Rechte Einstellungen nehmen tendenziell mit dem Alter zu

Entwarnung können die Studien über Zustimmungsverluste für Rechtsextremismus im Osten der Republik nicht geben. Die Frage müsste einfach auch anders gestellt werden. Sie lautet nicht, ob der Rechtsextremismus an Zustimmung verliert, sondern was die politische Mitte leistet, damit auch die krummsten Rechten sich in ihr gut beheimatet fühlen?

Wen mit rechten Einstellungen sprechen also auch Edmund Stoibers Forderungen an, Migrantenkinder, die kein Deutsch können, erst gar nicht zur Regelschule zu lassen zu wollen oder sie bei "gescheiterter Integration" gänzlich auszuweisen? Und letztendlich täuschen Jugendstudien auch immer über etwas Entscheidendes hinweg: Rechtsextremismus ist kein Jugendphänomen. Der rechtsextreme Musikmarkt, rechtsextreme Gewalt, das ist jugendkulturell dominiert.

Rechte Einstellungen aber nehmen tendenziell mit dem Alter zu, sie sind in älteren Gruppen höher, da ist sich die Forschung weitestgehend einig. Schlägernde Rentnerklubs aber sind bislang genauso wenig durch den bayrischen Wald gezogen wie auch im Altersheim noch keiner zur E-Gitarre griff, um die Demokratie mit schmerzhaftem Rechtsrock zu bestrafen.

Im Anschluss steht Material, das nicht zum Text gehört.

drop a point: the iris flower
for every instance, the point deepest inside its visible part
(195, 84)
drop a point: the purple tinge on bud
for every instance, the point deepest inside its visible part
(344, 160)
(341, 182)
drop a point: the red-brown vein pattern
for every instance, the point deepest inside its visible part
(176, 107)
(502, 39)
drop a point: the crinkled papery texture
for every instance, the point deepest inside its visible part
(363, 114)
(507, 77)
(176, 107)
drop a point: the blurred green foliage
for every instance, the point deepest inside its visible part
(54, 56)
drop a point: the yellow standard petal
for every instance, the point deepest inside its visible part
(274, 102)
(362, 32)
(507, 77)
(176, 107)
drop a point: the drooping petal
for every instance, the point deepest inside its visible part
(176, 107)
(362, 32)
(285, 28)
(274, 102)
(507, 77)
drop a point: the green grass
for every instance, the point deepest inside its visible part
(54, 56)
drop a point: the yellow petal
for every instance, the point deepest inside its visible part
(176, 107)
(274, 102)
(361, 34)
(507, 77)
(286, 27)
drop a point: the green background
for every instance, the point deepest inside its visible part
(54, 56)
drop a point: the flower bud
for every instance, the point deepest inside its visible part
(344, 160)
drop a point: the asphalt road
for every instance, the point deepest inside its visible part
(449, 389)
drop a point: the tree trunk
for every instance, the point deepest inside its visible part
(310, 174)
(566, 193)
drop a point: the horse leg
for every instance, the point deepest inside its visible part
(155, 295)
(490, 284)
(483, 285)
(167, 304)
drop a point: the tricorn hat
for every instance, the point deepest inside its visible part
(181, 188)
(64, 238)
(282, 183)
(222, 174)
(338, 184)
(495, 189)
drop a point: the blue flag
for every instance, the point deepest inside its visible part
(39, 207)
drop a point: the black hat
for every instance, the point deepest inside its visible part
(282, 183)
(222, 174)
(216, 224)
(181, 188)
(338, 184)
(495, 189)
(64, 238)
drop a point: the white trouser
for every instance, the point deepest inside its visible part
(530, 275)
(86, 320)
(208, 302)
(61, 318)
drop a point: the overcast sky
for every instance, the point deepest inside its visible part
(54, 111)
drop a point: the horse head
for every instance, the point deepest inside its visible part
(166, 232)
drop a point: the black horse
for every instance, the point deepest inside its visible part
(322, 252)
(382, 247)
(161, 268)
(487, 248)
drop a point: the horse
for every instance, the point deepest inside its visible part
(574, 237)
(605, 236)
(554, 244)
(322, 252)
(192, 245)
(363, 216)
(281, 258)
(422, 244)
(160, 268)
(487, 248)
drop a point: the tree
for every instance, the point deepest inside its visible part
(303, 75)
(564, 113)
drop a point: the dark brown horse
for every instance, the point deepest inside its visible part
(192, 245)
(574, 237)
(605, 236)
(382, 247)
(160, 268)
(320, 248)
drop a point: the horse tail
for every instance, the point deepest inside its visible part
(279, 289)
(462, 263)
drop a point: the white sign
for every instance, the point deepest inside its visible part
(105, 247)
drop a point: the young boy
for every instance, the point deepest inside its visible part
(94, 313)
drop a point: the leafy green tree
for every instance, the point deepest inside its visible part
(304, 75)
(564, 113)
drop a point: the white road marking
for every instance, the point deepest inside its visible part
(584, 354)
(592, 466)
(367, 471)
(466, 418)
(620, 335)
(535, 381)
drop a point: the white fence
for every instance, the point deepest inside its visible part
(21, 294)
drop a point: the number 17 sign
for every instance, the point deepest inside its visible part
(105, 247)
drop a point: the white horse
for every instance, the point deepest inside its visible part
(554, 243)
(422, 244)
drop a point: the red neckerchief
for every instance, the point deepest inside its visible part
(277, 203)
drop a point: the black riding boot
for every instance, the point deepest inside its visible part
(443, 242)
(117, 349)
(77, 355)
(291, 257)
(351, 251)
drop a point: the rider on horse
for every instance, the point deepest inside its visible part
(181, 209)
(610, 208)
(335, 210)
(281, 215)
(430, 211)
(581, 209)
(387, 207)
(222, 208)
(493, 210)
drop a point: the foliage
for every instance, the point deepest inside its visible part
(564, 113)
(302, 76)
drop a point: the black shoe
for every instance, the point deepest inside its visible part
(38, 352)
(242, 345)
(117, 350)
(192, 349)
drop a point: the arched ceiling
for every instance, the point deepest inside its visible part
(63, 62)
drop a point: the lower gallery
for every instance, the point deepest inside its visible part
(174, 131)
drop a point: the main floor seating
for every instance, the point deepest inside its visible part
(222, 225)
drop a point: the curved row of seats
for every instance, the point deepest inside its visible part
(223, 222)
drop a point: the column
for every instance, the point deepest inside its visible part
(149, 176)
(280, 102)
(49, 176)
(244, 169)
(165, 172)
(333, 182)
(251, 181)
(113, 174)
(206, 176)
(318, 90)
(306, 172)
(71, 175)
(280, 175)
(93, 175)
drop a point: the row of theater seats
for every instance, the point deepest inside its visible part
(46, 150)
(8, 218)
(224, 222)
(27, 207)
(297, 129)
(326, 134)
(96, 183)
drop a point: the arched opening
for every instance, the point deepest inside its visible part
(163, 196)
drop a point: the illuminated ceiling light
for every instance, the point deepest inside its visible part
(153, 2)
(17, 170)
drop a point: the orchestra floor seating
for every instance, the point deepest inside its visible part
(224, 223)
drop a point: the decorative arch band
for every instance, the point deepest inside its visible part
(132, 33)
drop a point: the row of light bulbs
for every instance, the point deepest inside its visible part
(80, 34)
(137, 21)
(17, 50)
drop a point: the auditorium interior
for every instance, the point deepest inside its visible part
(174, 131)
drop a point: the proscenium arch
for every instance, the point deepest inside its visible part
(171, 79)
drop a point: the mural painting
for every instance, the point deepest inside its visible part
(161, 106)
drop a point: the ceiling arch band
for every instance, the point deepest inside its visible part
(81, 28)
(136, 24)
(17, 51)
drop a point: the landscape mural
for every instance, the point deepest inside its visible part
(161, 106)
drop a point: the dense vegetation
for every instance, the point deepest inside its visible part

Rechtsextremismus ist etwas, das gar nicht "out" sein kann. Einstellungen, Ideologien oder Ideologiefragmente sind nicht hip oder hop, sie herrschen vor oder nicht, sie sind sogar über einen gewissen Zeitraum relativ stabil. Stile, Trends, die Einstellungen und Ideologien transportieren, die können in oder out sein. In diesem Sinne sind Studien, die Rechtsextremismus als angesagt oder nicht angesagt festschreiben wollen, ein großer Schwindel im Tal der Euphorie.